The FBI has announced that it has successfully taken down Cyclops Blink, a colossal botnet controlled by a group of Kremlin hackers.
The FBI has managed to dismantle ‘Cyclops Blink’, a Russian botnet of “gigantic dimensions”, before it could launch a violent attack against Western IT infrastructures. The authorship of the botnet is attributed to Sandworm , a particularly effective hacker group under the direct control of the Russian secret services.
A botnet is a network of computers, or intelligent devices connected to the internet, under the control of a malicious actor. Hackers typically ‘capture’ machines that are part of a botnet without their owners’ knowledge, infecting them with malware.
Often we are talking about hundreds of thousands of computers, although in the recent past it has become much more common to use infected printers, webcams, modems and other IoT devices . In short, tens of thousands (sometimes millions) of devices with extremely limited power, but which together can be used to launch a deadly DDoS attack against a target, disrupting the IT services of companies and institutions. Not surprisingly, speaking informally of these kinds of threats, botnets are often compared to legions of zombies.

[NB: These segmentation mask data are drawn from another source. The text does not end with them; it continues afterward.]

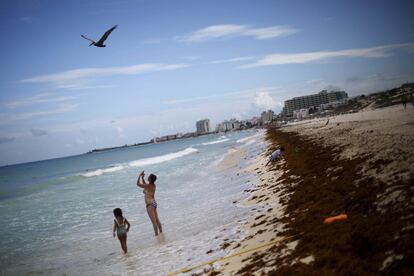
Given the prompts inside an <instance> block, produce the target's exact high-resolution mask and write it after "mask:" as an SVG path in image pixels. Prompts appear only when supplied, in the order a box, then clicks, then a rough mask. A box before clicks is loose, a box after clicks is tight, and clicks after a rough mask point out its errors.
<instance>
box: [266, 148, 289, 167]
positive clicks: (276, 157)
mask: <svg viewBox="0 0 414 276" xmlns="http://www.w3.org/2000/svg"><path fill="white" fill-rule="evenodd" d="M284 152H285V148H284V147H281V148H280V149H277V150H275V151H274V152H272V155H271V156H270V159H269V161H267V163H266V166H267V165H269V163H271V162H273V161H276V160H278V159H279V158H280V157H282V155H283V153H284Z"/></svg>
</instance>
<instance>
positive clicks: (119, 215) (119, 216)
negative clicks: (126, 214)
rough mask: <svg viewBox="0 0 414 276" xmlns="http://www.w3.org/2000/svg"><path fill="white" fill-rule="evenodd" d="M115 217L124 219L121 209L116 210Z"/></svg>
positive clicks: (114, 213)
mask: <svg viewBox="0 0 414 276" xmlns="http://www.w3.org/2000/svg"><path fill="white" fill-rule="evenodd" d="M114 216H116V217H122V210H121V208H115V209H114Z"/></svg>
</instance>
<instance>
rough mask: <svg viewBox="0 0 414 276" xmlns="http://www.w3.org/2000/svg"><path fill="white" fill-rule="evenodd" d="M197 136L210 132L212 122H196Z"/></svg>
mask: <svg viewBox="0 0 414 276" xmlns="http://www.w3.org/2000/svg"><path fill="white" fill-rule="evenodd" d="M196 127H197V134H204V133H209V132H210V120H209V119H204V120H200V121H197V122H196Z"/></svg>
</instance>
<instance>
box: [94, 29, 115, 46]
mask: <svg viewBox="0 0 414 276" xmlns="http://www.w3.org/2000/svg"><path fill="white" fill-rule="evenodd" d="M116 27H118V25H115V26H113V27H112V28H110V29H109V30H107V31H106V32H105V33H104V35H103V36H102V37H101V39H99V41H98V42H97V44H103V43H104V42H105V40H106V39H107V38H108V36H109V35H110V34H111V33H112V31H113V30H115V29H116Z"/></svg>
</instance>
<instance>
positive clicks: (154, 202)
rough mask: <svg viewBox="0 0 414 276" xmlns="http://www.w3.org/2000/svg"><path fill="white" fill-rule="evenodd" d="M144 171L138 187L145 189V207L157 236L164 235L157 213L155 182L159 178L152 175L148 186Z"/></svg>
mask: <svg viewBox="0 0 414 276" xmlns="http://www.w3.org/2000/svg"><path fill="white" fill-rule="evenodd" d="M144 176H145V174H144V171H142V172H141V173H140V175H139V176H138V180H137V186H138V187H140V188H143V189H144V194H145V205H146V206H147V213H148V216H149V218H150V220H151V222H152V227H153V228H154V233H155V236H158V232H159V233H162V226H161V222H160V219H159V218H158V213H157V202H156V201H155V189H156V187H155V181H156V180H157V176H155V175H154V174H150V175H149V176H148V184H147V183H146V182H145V179H144Z"/></svg>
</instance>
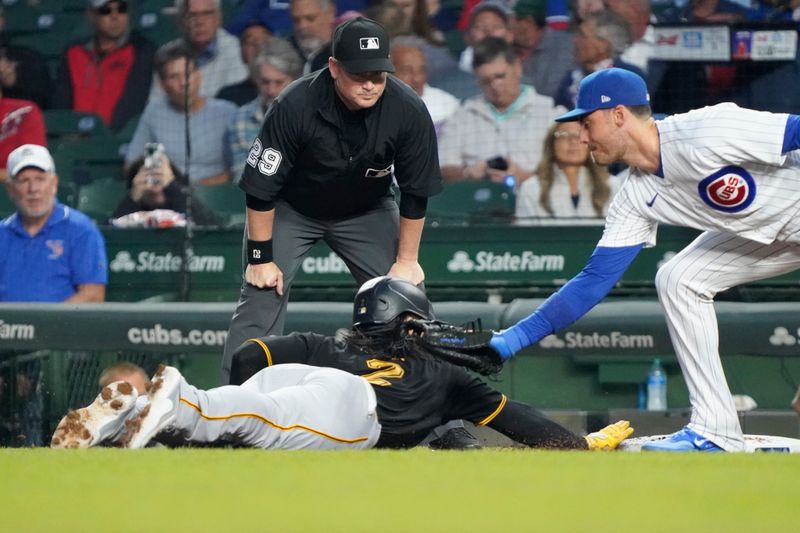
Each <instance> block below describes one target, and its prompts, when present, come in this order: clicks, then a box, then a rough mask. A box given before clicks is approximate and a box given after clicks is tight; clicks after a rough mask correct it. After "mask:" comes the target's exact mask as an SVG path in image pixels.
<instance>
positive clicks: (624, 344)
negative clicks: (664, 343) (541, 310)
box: [539, 331, 656, 352]
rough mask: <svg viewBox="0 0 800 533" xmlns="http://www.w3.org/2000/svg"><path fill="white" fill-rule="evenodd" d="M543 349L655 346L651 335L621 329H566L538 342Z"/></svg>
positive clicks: (592, 349)
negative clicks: (613, 329)
mask: <svg viewBox="0 0 800 533" xmlns="http://www.w3.org/2000/svg"><path fill="white" fill-rule="evenodd" d="M539 347H540V348H542V349H544V350H565V349H566V350H574V349H587V350H595V349H613V350H615V351H620V352H621V351H628V350H633V351H637V352H641V351H651V350H652V349H653V348H655V347H656V341H655V337H654V336H653V335H639V334H631V333H624V332H622V331H591V332H586V333H581V332H579V331H567V332H566V333H562V334H555V335H548V336H547V337H545V338H544V339H542V340H541V341H540V342H539Z"/></svg>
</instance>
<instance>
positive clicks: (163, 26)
mask: <svg viewBox="0 0 800 533" xmlns="http://www.w3.org/2000/svg"><path fill="white" fill-rule="evenodd" d="M171 6H174V3H167V4H166V5H165V3H164V2H163V1H159V0H156V1H152V0H151V1H145V2H142V3H141V4H140V5H139V6H138V7H136V9H135V11H134V13H133V16H132V18H131V25H132V26H133V29H134V30H136V31H138V32H140V33H142V34H143V35H144V36H145V37H147V38H148V39H150V40H151V41H153V42H154V43H155V44H156V46H161V45H162V44H164V43H166V42H168V41H171V40H173V39H177V38H178V37H180V30H179V28H178V25H177V21H176V20H175V16H174V15H172V14H170V13H169V12H165V11H164V9H165V8H166V7H171Z"/></svg>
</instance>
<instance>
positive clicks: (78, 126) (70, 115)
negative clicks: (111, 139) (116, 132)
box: [43, 109, 110, 140]
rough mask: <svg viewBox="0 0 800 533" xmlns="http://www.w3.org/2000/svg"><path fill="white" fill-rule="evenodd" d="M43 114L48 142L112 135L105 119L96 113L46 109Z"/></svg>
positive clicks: (64, 109)
mask: <svg viewBox="0 0 800 533" xmlns="http://www.w3.org/2000/svg"><path fill="white" fill-rule="evenodd" d="M43 113H44V124H45V128H46V129H47V138H48V140H52V139H58V140H69V139H75V138H83V137H107V136H108V135H110V133H109V131H108V127H107V126H106V124H105V122H103V119H102V118H100V116H98V115H96V114H94V113H81V112H78V111H73V110H71V109H46V110H45V111H44V112H43Z"/></svg>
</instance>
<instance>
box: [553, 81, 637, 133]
mask: <svg viewBox="0 0 800 533" xmlns="http://www.w3.org/2000/svg"><path fill="white" fill-rule="evenodd" d="M618 105H625V106H637V105H650V95H649V94H648V92H647V84H646V83H645V82H644V80H643V79H642V77H641V76H639V75H638V74H634V73H633V72H631V71H629V70H625V69H621V68H607V69H603V70H598V71H597V72H594V73H592V74H589V75H588V76H586V77H585V78H583V80H581V84H580V87H579V89H578V102H577V104H576V106H575V109H573V110H572V111H570V112H569V113H566V114H564V115H561V116H560V117H558V118H557V119H556V122H569V121H572V120H580V119H582V118H583V117H585V116H586V115H588V114H590V113H594V112H595V111H597V110H598V109H611V108H613V107H616V106H618Z"/></svg>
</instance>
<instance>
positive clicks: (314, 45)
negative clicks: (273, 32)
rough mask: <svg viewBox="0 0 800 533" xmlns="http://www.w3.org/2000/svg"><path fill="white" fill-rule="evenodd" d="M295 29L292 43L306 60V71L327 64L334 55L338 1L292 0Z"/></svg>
mask: <svg viewBox="0 0 800 533" xmlns="http://www.w3.org/2000/svg"><path fill="white" fill-rule="evenodd" d="M289 10H290V13H291V15H292V24H293V28H294V29H293V31H292V37H291V39H290V42H291V43H292V44H293V45H294V46H295V47H296V48H297V51H298V52H300V55H301V56H303V60H304V61H305V63H306V66H305V72H306V73H309V72H314V71H317V70H319V69H321V68H323V67H325V66H326V65H327V64H328V58H329V57H331V55H332V51H331V37H332V36H333V28H334V20H335V19H336V4H335V3H334V1H333V0H290V3H289Z"/></svg>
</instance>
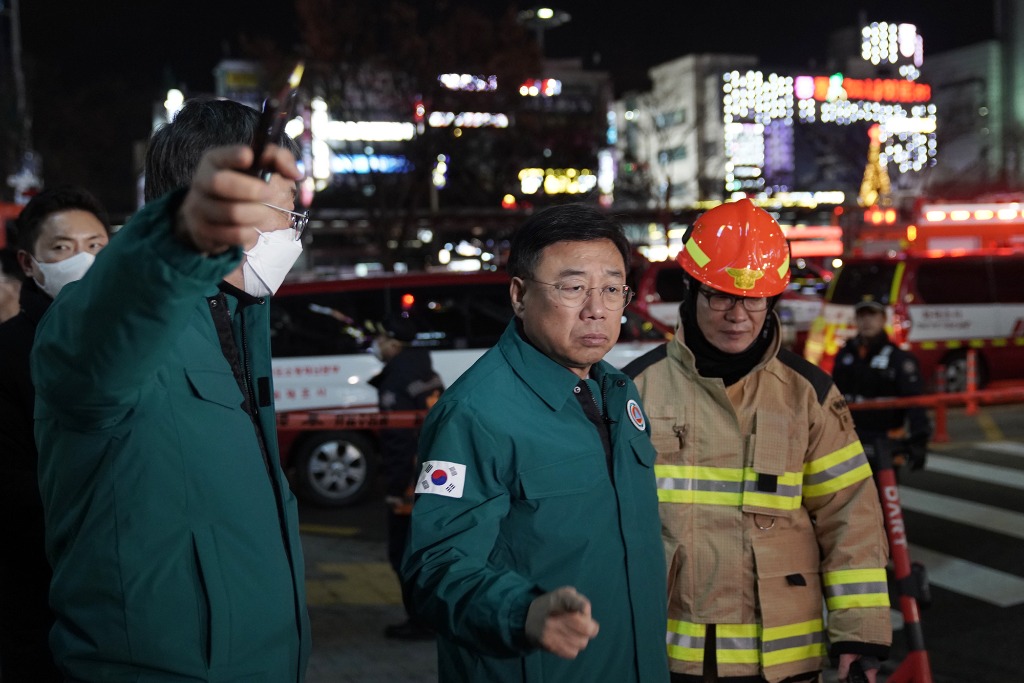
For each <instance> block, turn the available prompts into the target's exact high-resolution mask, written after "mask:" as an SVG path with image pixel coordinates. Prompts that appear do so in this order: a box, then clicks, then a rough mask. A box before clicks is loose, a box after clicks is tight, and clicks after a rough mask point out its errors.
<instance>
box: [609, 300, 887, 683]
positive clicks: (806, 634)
mask: <svg viewBox="0 0 1024 683" xmlns="http://www.w3.org/2000/svg"><path fill="white" fill-rule="evenodd" d="M774 325H775V326H776V334H775V342H774V344H773V345H772V347H771V348H770V349H769V351H768V352H767V353H766V355H765V357H764V359H763V360H762V361H761V362H760V364H758V365H757V366H756V367H755V368H754V370H753V371H752V372H751V373H749V374H748V375H746V376H744V377H743V378H742V379H740V380H739V381H737V382H736V383H734V384H732V385H730V386H728V387H726V386H725V385H724V383H723V382H722V380H721V379H718V378H706V377H701V376H699V375H698V373H697V371H696V368H695V361H694V357H693V354H692V352H691V351H690V350H689V348H687V347H686V346H685V343H684V339H683V328H682V326H681V325H680V326H679V327H678V329H677V330H676V336H675V338H674V339H673V340H672V341H670V342H669V343H668V344H666V345H665V346H660V347H658V348H656V349H654V350H653V351H651V352H649V353H647V354H646V355H644V356H641V357H640V358H638V359H637V360H635V361H634V362H633V364H631V365H630V366H628V367H627V368H626V372H627V374H629V375H631V376H632V377H634V379H635V381H636V384H637V388H638V389H639V391H640V395H641V398H642V402H643V405H644V409H645V411H646V412H647V416H648V418H649V420H650V424H651V430H652V431H651V438H652V440H653V443H654V447H655V449H656V451H657V460H656V465H655V476H656V478H657V486H658V492H657V493H658V504H659V506H658V507H659V511H660V516H662V529H663V530H662V532H663V537H664V542H665V550H666V559H667V563H668V566H669V575H668V585H669V622H668V634H667V642H668V650H669V663H670V668H671V670H672V671H673V672H676V673H679V674H684V675H690V676H693V677H694V679H693V680H702V679H701V678H699V677H700V675H701V672H702V669H703V658H705V652H706V642H705V634H706V633H707V632H708V628H709V626H710V625H715V634H716V640H715V642H714V643H708V645H709V646H713V647H714V648H715V652H716V658H717V661H718V674H719V676H720V677H721V679H722V680H729V679H732V678H736V679H740V680H742V679H744V678H745V679H748V680H750V677H754V680H758V679H757V677H764V679H766V680H767V681H770V682H772V683H775V682H778V681H782V680H783V679H786V678H788V677H793V676H798V675H800V674H805V673H812V672H817V671H820V670H822V669H823V667H824V666H825V665H826V664H827V659H826V655H827V651H828V647H829V644H830V647H831V651H833V653H834V654H839V653H844V652H853V653H861V654H870V655H876V656H880V657H882V658H885V657H886V656H887V655H888V650H889V644H890V642H891V639H892V630H891V626H890V617H889V597H888V590H887V584H886V568H885V567H886V563H887V560H888V543H887V541H886V537H885V529H884V526H883V521H882V511H881V506H880V504H879V497H878V493H877V489H876V486H874V482H873V480H872V479H871V471H870V468H869V467H868V464H867V461H866V459H865V457H864V453H863V449H862V447H861V444H860V442H859V441H858V439H857V435H856V432H855V431H854V427H853V420H852V418H851V416H850V412H849V410H848V408H847V404H846V401H845V400H844V398H843V396H842V395H841V394H840V393H839V391H838V390H837V389H836V387H835V385H834V384H833V382H831V379H830V378H829V377H828V376H827V375H826V374H825V373H823V372H822V371H820V370H819V369H817V368H816V367H814V366H812V365H810V364H809V362H807V361H805V360H803V359H802V358H800V357H798V356H797V355H795V354H793V353H791V352H790V351H786V350H780V348H779V346H780V344H779V338H780V335H779V334H778V330H777V326H778V322H777V318H774ZM822 596H824V603H825V606H826V607H827V610H826V616H824V617H823V614H822Z"/></svg>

The operation that led to the destruction of the Cyclops Blink botnet dates back to last March. The FBI was able to access the control server of the botnet, in this way the Bureau’s IT experts were able to ‘free’ the devices infected with malware, quickly frustrating a job that had taken Russian hackers several years.
The FBI has specified that the Russian malware is still installed on previously infected devices, but that hackers no longer have any control over them.
“This operation demonstrates the FBI’s commitment to combating cyberthreats through our unmatched authority and ability to coordinate with our allies,” said Bureau Executive Bryan Vorndran. “We will continue to fight cyberthreats that threaten national security and the lives of Americans.”
In a statement, the US government added that in the recent past, Russia has used tools similar to Cyclops Blink to launch violent attacks against Ukraine’s IT infrastructure . Previously, the US government had always warned that its 007s were expecting major cyber warfare actions against the US at any moment, in retaliation for the recent sanctions against the Russian economy approved by the White House.